I-Pro Co., Ltd is joining with the U.S. Department of Homeland Security Cyber and Infrastructure Security Agency (DHS CISA) this month to raise awareness around cyber security for NCSAM (National Cyber Security Awareness Month). The world has seen significant increases in cyber-attacks aimed at critical infrastructure and security products in the last few years, with IIoT (Industrial Internet of Things) devices such as security cameras, becoming prime targets for hackers.
According to a Kaspersky analysis of its telemetry from honeypots shared with Threatpost, in the first half of 2021 alone, there were over 1.5 billion IoT breaches. This statistic is just the recorded number, meaning the actual number is probably much higher. It’s clear that IoT and IIoT manufacturers must do more to help secure these devices and educate the market on security best practices.

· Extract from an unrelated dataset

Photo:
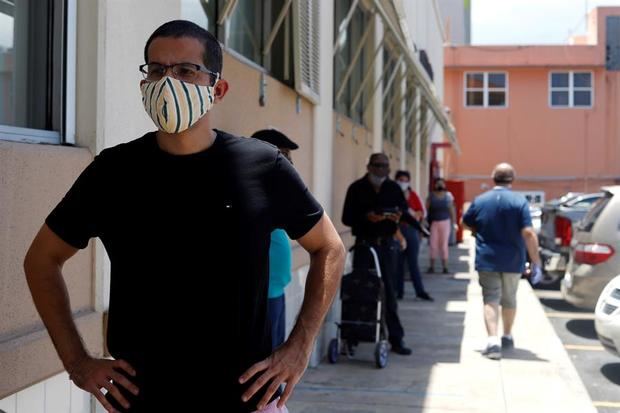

Here, I-Pro focuses on what the company believes are the four core tenets (or pillars) that should be the foundation of any IoT security programme. The four pillars are resiliency, cyber hygiene, product security, and proper configuration.
Resiliency
The first pillar focuses on resiliency, which simply put, means that your IoT device or security system will be there when you need it the most. Will your security system work during a power outage, severe weather, communication disruption (telephone or internet outage), or cyber-attack? These are the types of questions that will help an organisation determine if its devices are resilient. One of the toughest challenges in achieving true resiliency is marrying physical security and cyber security together.
Cyber Hygiene
Cyber Hygiene is concerned with the care and maintenance of IoT devices. When was the last time you updated your IoT firmware or software? Do you have an inventory of all IoT devices on your network? Are you using strong passwords or authentication for your IoT devices? Did you ever change the default passwords on your IoT devices? These questions will give a sense of cyber hygiene. IoT devices need to be updated and inventoried just like any other device on the network, however, they are often overlooked or forgotten about once deployed.
Product Security
Product security refers to the security features on the device itself. Many IoT devices, especially cheap ones or devices made by fly-by-night companies, don’t build security features into their devices. I-Pro recommends purchasing devices from reputable companies that will fix security flaws as they are reported. Some of the security features to look for in an IoT device are encryption (protecting usernames, passwords, and device traffic), authentication (does the device ensure that it only takes instructions for an authenticated source), and the support of secure network standards like 802.1x.
Proper Configuration
While the security features of an IoT device are important, they become pointless if they aren’t configured or set up properly. Proper configuration focuses on ensuring the devices have the security features turned on, and turning off any features that aren’t in use, but it also includes making sure that the network is set up properly. Often these IoT devices are hacked because attackers can get to the devices in the first place, one way to help with that is by ensuring that your IoT devices aren’t visible from the internet. This can be done by properly configuring the network and using network security best practices such as network segmentation.